"Futbolun 22 adamın topun peşinden koşması olduğunu düşünmenin, kemanın telden ve yaydan, Hamlet'in kağıt ve mürekkepten ibaret olduğunu söylemekten bir farkı yoktur." J. B. Priestley, The Good Companions, 1928

23 Ağustos 2010 Pazartesi

Gs- Bursa 0-2'den de öte.


- Tıpta her hastanın tedaviyi reddetme hakkı vardır. Galatasaray da öyle, Rijkaard sistemini reddediyor. Öyle ki, takım profesyonel olamıyor. Saha içinde amatör bir ruh gelip tüm yetilerini alıyor sanki oyuncuların. Bu kendini, ya öndeyken son dakikalarda yaslanıp hata yapmak, ya da 8 kişi kendi sahasında pres yapıp açık vermeyen rakibe karşı geri dörtlünün aralarında (veya bazen ayhanı da alıp 5 kişi olarak) pas yapması ve bunu da üstün oynama olarak değerlendirmek olarak gösteriyor. Biz de bunu yiyoruz tabi.

- Maça dair üzüldüğüm şeylerden biri Kewell'ın gol olmayan şutuydu (Galatasaray'ın tek şutuydu galiba.).

- Maçta 3 kere Ivankov yerde otururken top kucağına düştü. Daha doğrusu Sarp ve Baros verdi kendisine.

- Bursa'nın kötü oynadığını sanmıyorum. Maç onların istediği gibi gitti. Hatta istediği gibi bitti de.

- Stepanov uzun süredir Baros'a fizik olarak genelde üstünlük kuran gördüğüm nadir stoperlerdendi. Bunu Baros'un sakatlığına vermek çok akılcı degil.

- Elano oyuna girdikten sonraki ilk 8 dakikada 3 kere topla buluştu. Birinde oyuna girer girmez korner kullanmıştı. Dunga mı yanlış biz mi?

- Şu 11'i geçen sene her hangi bir maçta görsek, "Off, bu maç nasıl biticek?" derdik.

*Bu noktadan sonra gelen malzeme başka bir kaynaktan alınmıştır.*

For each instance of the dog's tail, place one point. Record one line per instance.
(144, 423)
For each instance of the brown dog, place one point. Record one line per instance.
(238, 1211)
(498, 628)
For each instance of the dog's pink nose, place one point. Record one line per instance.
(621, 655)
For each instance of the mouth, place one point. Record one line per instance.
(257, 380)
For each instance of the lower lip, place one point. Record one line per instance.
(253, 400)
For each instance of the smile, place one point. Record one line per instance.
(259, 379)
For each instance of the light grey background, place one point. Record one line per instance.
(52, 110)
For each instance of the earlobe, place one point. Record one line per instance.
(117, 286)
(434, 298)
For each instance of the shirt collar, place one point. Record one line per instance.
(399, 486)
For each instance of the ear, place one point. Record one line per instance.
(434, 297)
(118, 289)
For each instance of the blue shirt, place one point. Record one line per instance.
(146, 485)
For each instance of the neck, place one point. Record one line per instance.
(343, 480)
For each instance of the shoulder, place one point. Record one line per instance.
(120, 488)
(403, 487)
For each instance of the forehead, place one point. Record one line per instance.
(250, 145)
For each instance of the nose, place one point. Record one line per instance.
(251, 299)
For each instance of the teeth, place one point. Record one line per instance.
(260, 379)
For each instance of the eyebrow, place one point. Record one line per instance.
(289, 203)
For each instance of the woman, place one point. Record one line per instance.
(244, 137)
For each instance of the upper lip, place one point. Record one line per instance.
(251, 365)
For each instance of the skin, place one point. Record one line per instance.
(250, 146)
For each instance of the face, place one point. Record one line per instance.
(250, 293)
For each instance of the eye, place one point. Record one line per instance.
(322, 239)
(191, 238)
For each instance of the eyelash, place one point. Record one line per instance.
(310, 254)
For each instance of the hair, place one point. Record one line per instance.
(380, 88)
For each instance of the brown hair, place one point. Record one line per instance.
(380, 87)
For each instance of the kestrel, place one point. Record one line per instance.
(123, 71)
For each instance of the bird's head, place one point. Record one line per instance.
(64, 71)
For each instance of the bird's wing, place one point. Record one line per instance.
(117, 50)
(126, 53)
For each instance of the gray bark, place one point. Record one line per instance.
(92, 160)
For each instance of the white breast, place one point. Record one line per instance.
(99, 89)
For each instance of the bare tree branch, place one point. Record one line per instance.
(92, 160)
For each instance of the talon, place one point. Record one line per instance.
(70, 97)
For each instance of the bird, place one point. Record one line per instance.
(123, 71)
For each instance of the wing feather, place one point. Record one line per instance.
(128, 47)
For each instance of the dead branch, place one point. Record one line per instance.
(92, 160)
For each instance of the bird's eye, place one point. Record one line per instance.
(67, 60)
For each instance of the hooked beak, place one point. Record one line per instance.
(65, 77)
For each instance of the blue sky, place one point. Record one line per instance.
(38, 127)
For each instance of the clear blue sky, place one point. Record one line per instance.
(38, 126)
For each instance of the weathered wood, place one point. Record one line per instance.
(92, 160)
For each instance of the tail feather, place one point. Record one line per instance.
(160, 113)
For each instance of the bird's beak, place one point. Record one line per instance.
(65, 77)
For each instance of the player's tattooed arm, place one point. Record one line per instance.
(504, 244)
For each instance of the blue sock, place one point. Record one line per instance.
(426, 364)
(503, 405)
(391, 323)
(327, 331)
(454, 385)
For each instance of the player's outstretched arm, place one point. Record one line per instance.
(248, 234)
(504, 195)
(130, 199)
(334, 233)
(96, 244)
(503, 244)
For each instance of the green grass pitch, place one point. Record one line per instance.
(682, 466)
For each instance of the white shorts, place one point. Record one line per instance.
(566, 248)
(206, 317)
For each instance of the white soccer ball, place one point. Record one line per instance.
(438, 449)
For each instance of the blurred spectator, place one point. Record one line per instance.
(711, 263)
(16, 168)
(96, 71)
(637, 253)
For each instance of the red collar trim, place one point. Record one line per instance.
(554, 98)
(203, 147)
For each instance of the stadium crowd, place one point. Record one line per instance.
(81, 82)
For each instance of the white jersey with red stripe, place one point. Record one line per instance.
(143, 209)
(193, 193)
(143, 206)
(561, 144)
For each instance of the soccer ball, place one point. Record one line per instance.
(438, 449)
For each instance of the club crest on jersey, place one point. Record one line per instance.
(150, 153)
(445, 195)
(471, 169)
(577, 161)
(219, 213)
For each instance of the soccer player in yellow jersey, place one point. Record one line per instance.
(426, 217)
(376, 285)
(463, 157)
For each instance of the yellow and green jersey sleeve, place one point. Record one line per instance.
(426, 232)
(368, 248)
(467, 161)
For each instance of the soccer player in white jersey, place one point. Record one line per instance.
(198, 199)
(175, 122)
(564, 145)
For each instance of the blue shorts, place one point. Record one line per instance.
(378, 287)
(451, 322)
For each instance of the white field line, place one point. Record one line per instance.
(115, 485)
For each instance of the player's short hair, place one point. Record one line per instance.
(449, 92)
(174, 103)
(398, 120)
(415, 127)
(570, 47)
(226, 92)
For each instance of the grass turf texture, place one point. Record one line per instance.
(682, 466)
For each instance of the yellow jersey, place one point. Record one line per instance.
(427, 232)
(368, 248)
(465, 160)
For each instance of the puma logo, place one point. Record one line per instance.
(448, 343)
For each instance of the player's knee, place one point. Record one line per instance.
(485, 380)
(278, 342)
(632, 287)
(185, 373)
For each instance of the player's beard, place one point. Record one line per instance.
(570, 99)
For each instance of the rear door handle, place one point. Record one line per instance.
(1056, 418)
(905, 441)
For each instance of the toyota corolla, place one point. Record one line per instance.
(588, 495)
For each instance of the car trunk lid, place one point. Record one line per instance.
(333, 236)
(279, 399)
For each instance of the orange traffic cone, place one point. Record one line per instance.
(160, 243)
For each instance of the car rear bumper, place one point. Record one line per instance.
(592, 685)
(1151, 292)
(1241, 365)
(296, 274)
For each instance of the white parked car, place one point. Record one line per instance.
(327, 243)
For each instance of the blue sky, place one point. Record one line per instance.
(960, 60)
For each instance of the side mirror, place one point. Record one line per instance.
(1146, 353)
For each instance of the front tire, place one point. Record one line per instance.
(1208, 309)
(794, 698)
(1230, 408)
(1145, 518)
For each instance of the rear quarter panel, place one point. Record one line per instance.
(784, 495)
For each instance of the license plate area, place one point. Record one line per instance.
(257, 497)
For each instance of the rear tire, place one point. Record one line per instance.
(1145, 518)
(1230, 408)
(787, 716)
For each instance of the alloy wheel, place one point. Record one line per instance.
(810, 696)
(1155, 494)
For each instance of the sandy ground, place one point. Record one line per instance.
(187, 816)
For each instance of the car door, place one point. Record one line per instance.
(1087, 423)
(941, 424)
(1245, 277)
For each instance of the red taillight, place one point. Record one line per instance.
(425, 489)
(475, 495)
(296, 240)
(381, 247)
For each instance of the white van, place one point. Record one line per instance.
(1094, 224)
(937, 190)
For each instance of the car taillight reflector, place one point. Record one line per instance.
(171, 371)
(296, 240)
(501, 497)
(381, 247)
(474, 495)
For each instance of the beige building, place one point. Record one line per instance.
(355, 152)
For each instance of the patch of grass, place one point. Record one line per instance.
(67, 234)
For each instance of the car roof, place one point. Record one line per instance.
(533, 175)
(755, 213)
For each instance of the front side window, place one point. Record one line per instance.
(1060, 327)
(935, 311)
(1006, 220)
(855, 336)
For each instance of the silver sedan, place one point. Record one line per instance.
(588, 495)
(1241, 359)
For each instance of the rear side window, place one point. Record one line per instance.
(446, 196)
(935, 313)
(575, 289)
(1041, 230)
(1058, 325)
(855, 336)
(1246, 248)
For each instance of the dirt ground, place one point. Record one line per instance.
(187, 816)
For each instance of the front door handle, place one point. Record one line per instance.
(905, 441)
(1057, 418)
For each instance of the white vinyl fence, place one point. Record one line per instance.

Bu bizim sezona giriş ve Avrupa kupalarında oynayan (daha doğrusu oynayamayan) kadromuz. Başkanımız da halen stadla övünsün, uyuruz biz. Rahmetli Özhan Abi'nin kemikleri sızlar. O bile bu kadar konuşmadı.

- Arda bugün izin alıp idmana çıkmamış. Morali çok bozukmuş. İdmanı yukarıdan izlemiş. Konuyu anlasam yorum yapacaktım.